Albert v0.13 sets the focus on new frontends and performance optimizations in the core.

Changes in the core

The frontend is now completely modular. From now on albert supports not only theming but an abstract way to write completely separated user interfaces. You can even write one on your own since they are plugins now! No, don’t. Designing frontends is a pain, PRs for curses interface welcome though ;D. The really amazing thing is that this finally allows using QML for designig frontends.

QML is a user interface markup language. It is a JSON-like declarative language for designing user interface–centric applications. Inline JavaScript code handles imperative aspects. This allows extremely flexible, flashy and animated interfaces, without coding imperative lines for hours and hours.

v0.13 comes with a new ready to use QML frontend plugin. QML allows to write the entire user interface in QML and Javascript. There is actually no need for another QML UI plugin anymore since the C++ code below to run QML would not change. Hence the QML plugin itself is modular, designed to have several styles adhering to a determined QML-C++ interface. You can even write one on your own! No, dont, unless you’re a dev. Actually its still a pain to write polished UIs, although its pretty easy. The devil’s in the details.

A style in this context means a QML Frontend written in QML. v0.13 comes with one standard style: The Box Model style. Looks pretty similar to the Widgets Box Model, but as you guessed, its flexible, animated and whatever. The Box Model style has properties that can be set with predefined themes. You could even make your own theme with the easy to use property editor without touching a single line of code! No don’t… just kidding, do it! Its fun.
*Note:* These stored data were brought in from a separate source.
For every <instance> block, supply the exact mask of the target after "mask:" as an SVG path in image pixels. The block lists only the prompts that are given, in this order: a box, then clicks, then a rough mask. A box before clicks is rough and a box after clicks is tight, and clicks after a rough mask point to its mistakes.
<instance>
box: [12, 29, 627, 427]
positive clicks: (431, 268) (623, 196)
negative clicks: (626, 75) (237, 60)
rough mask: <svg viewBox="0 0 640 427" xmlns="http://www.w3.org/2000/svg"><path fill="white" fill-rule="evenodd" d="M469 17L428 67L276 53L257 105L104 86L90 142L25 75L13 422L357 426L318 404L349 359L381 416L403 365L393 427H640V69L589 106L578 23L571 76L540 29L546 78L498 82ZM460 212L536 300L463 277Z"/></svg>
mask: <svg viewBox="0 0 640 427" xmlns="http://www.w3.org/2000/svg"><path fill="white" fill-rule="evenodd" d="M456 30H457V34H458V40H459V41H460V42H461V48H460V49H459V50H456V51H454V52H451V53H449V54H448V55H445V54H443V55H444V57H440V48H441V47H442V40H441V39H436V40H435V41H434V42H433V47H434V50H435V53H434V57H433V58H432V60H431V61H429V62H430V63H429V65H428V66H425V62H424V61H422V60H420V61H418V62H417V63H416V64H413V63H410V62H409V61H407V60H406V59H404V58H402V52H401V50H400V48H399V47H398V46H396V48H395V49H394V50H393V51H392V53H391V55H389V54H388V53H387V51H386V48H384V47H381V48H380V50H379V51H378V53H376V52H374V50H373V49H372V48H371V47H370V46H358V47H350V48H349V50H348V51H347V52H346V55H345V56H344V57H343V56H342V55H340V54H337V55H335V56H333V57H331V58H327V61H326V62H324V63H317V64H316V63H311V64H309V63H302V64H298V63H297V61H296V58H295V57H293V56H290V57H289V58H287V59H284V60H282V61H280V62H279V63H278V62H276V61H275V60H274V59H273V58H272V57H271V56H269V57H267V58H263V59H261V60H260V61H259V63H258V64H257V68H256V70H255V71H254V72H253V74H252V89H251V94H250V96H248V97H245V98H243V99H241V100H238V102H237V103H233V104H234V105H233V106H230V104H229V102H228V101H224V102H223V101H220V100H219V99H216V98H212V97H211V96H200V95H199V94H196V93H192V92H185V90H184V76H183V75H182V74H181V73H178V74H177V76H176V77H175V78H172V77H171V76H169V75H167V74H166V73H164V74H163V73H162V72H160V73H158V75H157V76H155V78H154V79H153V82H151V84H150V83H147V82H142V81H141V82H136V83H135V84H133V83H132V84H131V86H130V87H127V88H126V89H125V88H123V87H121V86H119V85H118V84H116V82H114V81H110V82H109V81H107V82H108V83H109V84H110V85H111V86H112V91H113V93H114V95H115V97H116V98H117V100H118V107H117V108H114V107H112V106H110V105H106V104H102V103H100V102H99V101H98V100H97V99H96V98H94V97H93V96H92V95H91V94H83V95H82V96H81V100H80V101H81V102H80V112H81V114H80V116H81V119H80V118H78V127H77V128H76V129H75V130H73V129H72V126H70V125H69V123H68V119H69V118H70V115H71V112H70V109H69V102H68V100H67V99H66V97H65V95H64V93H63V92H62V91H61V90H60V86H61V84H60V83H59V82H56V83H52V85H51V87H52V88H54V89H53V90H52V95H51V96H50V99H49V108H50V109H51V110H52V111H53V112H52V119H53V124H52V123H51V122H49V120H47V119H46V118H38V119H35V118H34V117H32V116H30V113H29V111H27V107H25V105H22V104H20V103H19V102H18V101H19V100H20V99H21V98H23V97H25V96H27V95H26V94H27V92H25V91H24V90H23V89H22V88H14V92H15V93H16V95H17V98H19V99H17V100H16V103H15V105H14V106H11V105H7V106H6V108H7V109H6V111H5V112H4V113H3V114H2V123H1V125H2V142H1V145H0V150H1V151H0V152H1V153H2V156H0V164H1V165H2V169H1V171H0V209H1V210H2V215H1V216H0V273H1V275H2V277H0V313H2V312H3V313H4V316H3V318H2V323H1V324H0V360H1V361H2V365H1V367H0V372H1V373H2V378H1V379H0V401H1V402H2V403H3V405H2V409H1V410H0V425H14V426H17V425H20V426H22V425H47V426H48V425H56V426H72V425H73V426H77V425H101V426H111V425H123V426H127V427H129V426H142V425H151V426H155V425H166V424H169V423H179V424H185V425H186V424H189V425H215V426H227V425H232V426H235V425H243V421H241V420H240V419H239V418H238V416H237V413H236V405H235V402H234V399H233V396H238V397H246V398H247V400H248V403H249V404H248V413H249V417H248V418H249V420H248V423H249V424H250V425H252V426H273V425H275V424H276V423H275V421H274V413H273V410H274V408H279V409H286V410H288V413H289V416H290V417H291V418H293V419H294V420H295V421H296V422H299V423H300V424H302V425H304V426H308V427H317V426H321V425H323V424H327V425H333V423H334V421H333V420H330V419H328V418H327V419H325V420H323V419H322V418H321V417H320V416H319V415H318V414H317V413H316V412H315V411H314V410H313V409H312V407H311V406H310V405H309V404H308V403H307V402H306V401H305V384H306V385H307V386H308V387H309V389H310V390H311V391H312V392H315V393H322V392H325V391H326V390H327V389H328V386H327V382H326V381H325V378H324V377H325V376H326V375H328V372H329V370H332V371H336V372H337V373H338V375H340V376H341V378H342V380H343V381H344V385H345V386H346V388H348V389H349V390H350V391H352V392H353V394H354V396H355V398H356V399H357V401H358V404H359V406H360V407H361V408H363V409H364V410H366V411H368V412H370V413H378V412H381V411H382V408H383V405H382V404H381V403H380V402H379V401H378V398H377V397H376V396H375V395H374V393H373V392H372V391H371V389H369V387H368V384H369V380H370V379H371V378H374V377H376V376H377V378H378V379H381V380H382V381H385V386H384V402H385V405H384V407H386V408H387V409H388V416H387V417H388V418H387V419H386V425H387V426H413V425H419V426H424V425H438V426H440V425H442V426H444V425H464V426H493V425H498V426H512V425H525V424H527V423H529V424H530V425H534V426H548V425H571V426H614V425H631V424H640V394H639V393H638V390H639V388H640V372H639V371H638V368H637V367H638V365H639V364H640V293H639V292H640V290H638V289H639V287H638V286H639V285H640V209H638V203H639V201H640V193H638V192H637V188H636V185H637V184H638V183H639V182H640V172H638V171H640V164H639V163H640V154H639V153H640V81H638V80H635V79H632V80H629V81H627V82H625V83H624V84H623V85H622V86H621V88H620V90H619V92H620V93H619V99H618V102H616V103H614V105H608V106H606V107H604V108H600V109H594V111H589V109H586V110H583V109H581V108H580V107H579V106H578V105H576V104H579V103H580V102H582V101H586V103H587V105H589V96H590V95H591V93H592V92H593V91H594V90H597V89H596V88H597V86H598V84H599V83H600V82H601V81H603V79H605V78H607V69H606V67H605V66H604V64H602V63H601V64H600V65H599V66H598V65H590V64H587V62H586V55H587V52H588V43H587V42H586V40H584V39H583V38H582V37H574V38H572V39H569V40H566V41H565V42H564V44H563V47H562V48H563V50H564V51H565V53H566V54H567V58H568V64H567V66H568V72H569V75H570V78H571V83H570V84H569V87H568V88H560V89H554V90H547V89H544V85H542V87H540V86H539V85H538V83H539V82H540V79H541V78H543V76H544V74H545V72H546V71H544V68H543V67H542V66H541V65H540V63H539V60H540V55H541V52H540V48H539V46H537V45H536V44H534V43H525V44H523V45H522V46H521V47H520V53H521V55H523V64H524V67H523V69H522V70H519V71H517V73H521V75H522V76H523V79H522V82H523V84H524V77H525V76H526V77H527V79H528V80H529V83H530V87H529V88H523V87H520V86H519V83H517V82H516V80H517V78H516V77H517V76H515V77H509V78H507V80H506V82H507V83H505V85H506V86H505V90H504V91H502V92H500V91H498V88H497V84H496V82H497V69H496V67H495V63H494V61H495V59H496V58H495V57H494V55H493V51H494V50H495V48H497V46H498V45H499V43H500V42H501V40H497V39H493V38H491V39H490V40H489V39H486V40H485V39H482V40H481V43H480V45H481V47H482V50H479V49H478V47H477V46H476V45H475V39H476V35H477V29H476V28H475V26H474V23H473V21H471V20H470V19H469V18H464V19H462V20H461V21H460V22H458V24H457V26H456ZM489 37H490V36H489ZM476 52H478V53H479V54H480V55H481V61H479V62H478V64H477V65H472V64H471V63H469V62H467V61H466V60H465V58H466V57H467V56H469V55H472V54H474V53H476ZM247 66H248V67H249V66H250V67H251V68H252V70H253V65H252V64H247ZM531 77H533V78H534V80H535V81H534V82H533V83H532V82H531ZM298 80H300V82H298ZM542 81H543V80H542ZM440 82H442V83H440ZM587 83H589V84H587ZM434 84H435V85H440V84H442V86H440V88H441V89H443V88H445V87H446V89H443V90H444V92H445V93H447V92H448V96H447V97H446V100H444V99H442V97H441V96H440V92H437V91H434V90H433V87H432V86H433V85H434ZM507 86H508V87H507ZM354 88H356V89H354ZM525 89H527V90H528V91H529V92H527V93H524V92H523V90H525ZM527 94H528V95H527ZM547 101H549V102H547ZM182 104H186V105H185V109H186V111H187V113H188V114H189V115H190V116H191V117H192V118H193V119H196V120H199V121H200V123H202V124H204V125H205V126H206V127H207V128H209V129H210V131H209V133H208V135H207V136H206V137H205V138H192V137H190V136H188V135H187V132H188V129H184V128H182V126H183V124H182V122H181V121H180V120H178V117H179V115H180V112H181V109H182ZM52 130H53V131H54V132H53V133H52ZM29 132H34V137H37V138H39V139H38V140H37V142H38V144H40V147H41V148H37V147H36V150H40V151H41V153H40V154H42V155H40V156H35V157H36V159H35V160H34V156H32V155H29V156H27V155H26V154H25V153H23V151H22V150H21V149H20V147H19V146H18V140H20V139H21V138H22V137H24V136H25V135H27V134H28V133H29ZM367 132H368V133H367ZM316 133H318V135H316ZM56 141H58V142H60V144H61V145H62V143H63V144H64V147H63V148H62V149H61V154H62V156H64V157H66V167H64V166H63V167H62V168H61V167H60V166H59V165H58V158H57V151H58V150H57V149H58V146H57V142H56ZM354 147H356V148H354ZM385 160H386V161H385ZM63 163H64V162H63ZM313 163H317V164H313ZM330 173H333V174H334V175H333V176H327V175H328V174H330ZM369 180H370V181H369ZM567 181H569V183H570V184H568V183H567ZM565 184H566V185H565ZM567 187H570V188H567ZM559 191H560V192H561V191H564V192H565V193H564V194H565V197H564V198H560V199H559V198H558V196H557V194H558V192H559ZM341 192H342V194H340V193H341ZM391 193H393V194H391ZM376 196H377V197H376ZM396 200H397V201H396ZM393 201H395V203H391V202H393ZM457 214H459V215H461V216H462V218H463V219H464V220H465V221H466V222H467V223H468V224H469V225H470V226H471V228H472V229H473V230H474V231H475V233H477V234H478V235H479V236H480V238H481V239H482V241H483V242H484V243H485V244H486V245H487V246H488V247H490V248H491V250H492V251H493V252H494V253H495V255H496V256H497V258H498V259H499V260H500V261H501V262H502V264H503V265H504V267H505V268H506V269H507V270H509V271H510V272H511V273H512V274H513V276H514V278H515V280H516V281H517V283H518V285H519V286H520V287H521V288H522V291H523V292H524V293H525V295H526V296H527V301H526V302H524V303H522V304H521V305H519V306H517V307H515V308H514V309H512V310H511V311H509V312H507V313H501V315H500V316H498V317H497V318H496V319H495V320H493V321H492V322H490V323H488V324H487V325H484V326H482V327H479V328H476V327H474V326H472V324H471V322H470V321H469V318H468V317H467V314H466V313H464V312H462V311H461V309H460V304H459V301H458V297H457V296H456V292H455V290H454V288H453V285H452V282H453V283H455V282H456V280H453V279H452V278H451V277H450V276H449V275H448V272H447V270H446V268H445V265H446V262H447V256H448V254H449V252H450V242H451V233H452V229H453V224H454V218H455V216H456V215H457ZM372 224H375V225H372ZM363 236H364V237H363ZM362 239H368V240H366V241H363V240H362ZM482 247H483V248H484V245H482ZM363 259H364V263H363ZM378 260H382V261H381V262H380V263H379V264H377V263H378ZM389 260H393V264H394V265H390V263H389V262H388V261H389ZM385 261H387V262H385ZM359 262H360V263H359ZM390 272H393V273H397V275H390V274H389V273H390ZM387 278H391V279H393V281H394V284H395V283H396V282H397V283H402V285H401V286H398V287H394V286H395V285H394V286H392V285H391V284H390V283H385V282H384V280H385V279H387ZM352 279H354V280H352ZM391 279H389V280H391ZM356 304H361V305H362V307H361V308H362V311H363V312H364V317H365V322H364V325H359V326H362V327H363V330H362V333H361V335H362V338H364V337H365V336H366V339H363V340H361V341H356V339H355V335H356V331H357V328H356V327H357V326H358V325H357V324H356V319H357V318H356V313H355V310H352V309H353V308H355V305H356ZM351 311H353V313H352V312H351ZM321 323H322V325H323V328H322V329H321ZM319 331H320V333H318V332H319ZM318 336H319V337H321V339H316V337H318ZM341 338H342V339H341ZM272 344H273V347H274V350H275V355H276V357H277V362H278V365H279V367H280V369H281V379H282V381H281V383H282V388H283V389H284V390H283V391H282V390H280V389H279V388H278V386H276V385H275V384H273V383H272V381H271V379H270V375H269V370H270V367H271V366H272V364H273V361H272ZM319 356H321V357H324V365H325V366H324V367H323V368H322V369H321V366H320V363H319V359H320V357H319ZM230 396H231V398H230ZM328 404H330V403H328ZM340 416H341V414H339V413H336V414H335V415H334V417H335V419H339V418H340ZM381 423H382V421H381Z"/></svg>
Under the hood albert got some performance improvements. In the core ranking scores are now precomputed and items are added using move semantics to avoid expensive reference counting. Further you can tick the option lazy sort which delays sorting the items displayed until you actually display them by scrolling down. This has some implications on the scrollbar and the Ctrl+End button. The scrollbars height and position is determined by the amount of sorted instead of the actual amount of items and the Ctrl+End button moves the highlight to the last sorted item, which will trigger fetching and sorting of new items. So you wont be able to go to the actual last item. If you use neither of them enable it. It will save you some milliseconds on queries.

Changes in the extensions

The files extension now has a tree structured folder index for smart indexing an less space requirements. QStrings are memory expensive. Inherently to the tree structure of the file system, the prefix of a path repeatedly occurs in the file paths. The tree structured index avoids this kind of duplication. Further the tree stores information about the modified times to determine if an update of the directory is necessary at all. This greatly reduces index times and resource consumption.

Then there are several minor changes, the minimum language standard changed to C++14 and the minimum required CMake version is now 3.1.3. This comes along with the idea to always develop against the latest Ubuntu LTS.

Further several configuration paths changed. The uniform data location are now like {configPath, dataPath, cachePath}/albert/<extensionId> for each extension and type. If something broke while updating check if the folders are in the correct place.

The terminals tab completion for the executable is shell like, by completing the common prefix of all matches.

New actions were introduced. There’s a file action “execute file” and a app action “run as root” using gksudo now.

The interface of the external extensions changed slightly. The trigger is now removed from the query string before extension get called.

New extensions

Key Value Store lets you store key value pairs for later lookup, e.g. "IBAN": "DE1329423908429304102" or "Telefon": "+49 176 32434920". Use the trigger kv to interact with the extension. Set values with kv set <key> <value>, unset values with kv unset <key> and get them either by directly calling the extension kv <keyprefix> or by regular lookup with a prefix of the key.

Hash Generator does string hashing for you. Enter hash or the name of the hash directly, e.g. md5, and a string you want to hash. You will get the hashes as results. Exmaple: md5 hashsource.

Notes for devs

As in the external extensions the query interface changed. The query now has a string and a rawString. The raw string returns the query string including the trigger. If the query is not triggered string and rawString are equivalent.

The extensions folder is now a git submodule. Expect this to change to a even more fine grained structure in future.

As always check the git log for details.